Here is an example using the inbuilt data set cars:
data(cars, package = "datasets")
library(caret)
build the model
control <- trainControl(method = "repeatedcv",
number = 10,
repeats = 6)
model_lm <- train(dist ~ speed, data = cars, method='lm',
trControl = control, tuneLength = 10)
I will assume you would like to plot the final model.

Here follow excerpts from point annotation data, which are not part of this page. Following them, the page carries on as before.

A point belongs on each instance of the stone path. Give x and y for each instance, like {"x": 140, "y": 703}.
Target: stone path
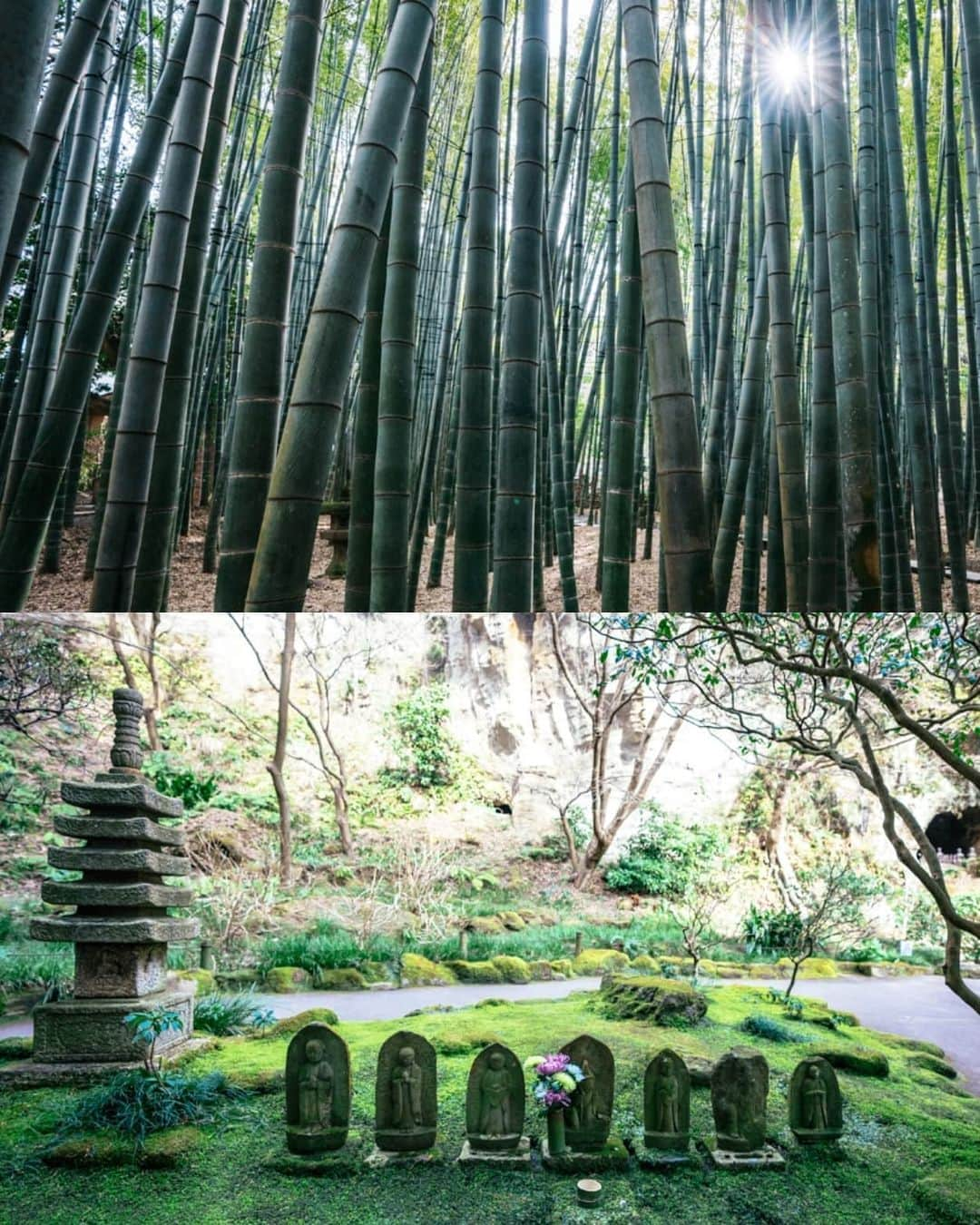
{"x": 916, "y": 1007}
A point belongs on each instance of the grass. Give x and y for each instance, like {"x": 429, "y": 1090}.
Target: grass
{"x": 897, "y": 1131}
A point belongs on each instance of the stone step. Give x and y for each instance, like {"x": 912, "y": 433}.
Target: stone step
{"x": 114, "y": 931}
{"x": 137, "y": 798}
{"x": 97, "y": 893}
{"x": 93, "y": 859}
{"x": 130, "y": 828}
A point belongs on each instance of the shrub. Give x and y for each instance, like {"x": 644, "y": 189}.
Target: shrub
{"x": 767, "y": 1028}
{"x": 419, "y": 721}
{"x": 664, "y": 857}
{"x": 137, "y": 1105}
{"x": 226, "y": 1014}
{"x": 172, "y": 777}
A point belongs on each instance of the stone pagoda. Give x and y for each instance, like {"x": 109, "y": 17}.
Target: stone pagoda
{"x": 120, "y": 926}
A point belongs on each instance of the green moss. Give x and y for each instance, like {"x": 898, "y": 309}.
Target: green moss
{"x": 289, "y": 1025}
{"x": 514, "y": 969}
{"x": 345, "y": 979}
{"x": 94, "y": 1152}
{"x": 661, "y": 1001}
{"x": 953, "y": 1193}
{"x": 418, "y": 970}
{"x": 597, "y": 961}
{"x": 163, "y": 1151}
{"x": 205, "y": 980}
{"x": 475, "y": 972}
{"x": 933, "y": 1064}
{"x": 16, "y": 1047}
{"x": 858, "y": 1060}
{"x": 286, "y": 979}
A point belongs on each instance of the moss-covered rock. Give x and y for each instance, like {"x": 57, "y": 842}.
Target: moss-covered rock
{"x": 418, "y": 970}
{"x": 94, "y": 1152}
{"x": 475, "y": 972}
{"x": 289, "y": 1025}
{"x": 286, "y": 979}
{"x": 930, "y": 1063}
{"x": 514, "y": 969}
{"x": 952, "y": 1193}
{"x": 205, "y": 980}
{"x": 463, "y": 1044}
{"x": 377, "y": 972}
{"x": 346, "y": 977}
{"x": 662, "y": 1001}
{"x": 16, "y": 1047}
{"x": 857, "y": 1060}
{"x": 163, "y": 1151}
{"x": 599, "y": 961}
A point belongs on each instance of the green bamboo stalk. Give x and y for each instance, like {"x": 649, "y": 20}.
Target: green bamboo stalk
{"x": 683, "y": 521}
{"x": 262, "y": 370}
{"x": 514, "y": 520}
{"x": 286, "y": 542}
{"x": 132, "y": 459}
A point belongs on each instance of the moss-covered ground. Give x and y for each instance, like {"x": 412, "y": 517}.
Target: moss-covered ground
{"x": 910, "y": 1152}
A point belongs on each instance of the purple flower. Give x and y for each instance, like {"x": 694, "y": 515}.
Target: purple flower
{"x": 553, "y": 1063}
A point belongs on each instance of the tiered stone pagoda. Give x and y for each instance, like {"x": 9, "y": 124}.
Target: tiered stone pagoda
{"x": 120, "y": 926}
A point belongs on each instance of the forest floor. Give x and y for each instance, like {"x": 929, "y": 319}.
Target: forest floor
{"x": 192, "y": 591}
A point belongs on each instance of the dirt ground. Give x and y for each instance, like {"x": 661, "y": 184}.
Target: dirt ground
{"x": 192, "y": 591}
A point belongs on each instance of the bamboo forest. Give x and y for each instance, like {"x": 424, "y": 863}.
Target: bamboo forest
{"x": 484, "y": 305}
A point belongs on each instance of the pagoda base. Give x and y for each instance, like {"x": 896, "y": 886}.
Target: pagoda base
{"x": 93, "y": 1031}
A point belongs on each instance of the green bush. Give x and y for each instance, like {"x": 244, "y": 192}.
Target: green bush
{"x": 765, "y": 1026}
{"x": 171, "y": 777}
{"x": 226, "y": 1014}
{"x": 137, "y": 1105}
{"x": 664, "y": 857}
{"x": 419, "y": 721}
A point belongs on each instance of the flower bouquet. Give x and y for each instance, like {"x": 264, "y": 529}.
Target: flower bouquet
{"x": 555, "y": 1081}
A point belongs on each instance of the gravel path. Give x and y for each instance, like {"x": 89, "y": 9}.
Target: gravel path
{"x": 916, "y": 1007}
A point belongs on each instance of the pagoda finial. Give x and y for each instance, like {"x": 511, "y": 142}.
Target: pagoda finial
{"x": 128, "y": 708}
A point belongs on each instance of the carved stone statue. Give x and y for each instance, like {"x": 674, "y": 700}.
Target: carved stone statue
{"x": 740, "y": 1084}
{"x": 815, "y": 1104}
{"x": 588, "y": 1119}
{"x": 495, "y": 1100}
{"x": 667, "y": 1102}
{"x": 406, "y": 1094}
{"x": 318, "y": 1091}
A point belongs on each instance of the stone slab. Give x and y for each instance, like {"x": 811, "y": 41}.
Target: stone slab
{"x": 94, "y": 859}
{"x": 129, "y": 828}
{"x": 507, "y": 1159}
{"x": 380, "y": 1159}
{"x": 119, "y": 791}
{"x": 119, "y": 972}
{"x": 114, "y": 931}
{"x": 612, "y": 1157}
{"x": 100, "y": 893}
{"x": 93, "y": 1031}
{"x": 767, "y": 1158}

You can use the caret predict.train function to get the predictions from the model and plot them:
pred <- predict(model_lm, cars)
pred <- data.frame(pred = pred, speed = cars$speed)
additionally you can provide the cars data set to geom point and plot the observations:
library(ggplot2)
ggplot(data = pred)+
geom_line(aes(x = speed, y = pred))+
geom_point(data = cars, aes(x=speed, y = dist))
if you would like to obtain the confidence or prediction interval you can use the predict.lm function on model_lm$finalModel:
Here is an example for the prediction interval:
pred <- predict(model_lm$finalModel, cars, se.fit = TRUE, interval = "prediction")
pred <- data.frame(pred = pred$fit[,1], speed = cars$speed, lwr = pred$fit[,2], upr = pred$fit[,3])
pred_int <- ggplot(data = pred)+
geom_line(aes(x = speed, y = pred))+
geom_point(data = cars, aes(x = speed, y = dist)) +
geom_ribbon(aes(ymin = lwr, ymax = upr, x = speed), alpha = 0.2)
or the confidence interval:
pred <- predict(model_lm$finalModel, cars, se.fit = TRUE, interval = "confidence")
pred <- data.frame(pred = pred$fit[,1], speed = cars$speed, lwr = pred$fit[,2], upr = pred$fit[,3])
pred_conf <- ggplot(data = pred)+
geom_line(aes(x = speed, y = pred))+
geom_point(data = cars, aes(x = speed, y = dist)) +
geom_ribbon(aes(ymin = lwr, ymax = upr, x = speed), alpha = 0.2)
plotting them side by side:
library(cowplot)
plot_grid(pred_int, pred_conf)
to plot the linear dependence on two variables you can use a 3D plot, for more than 3 it will be a problem.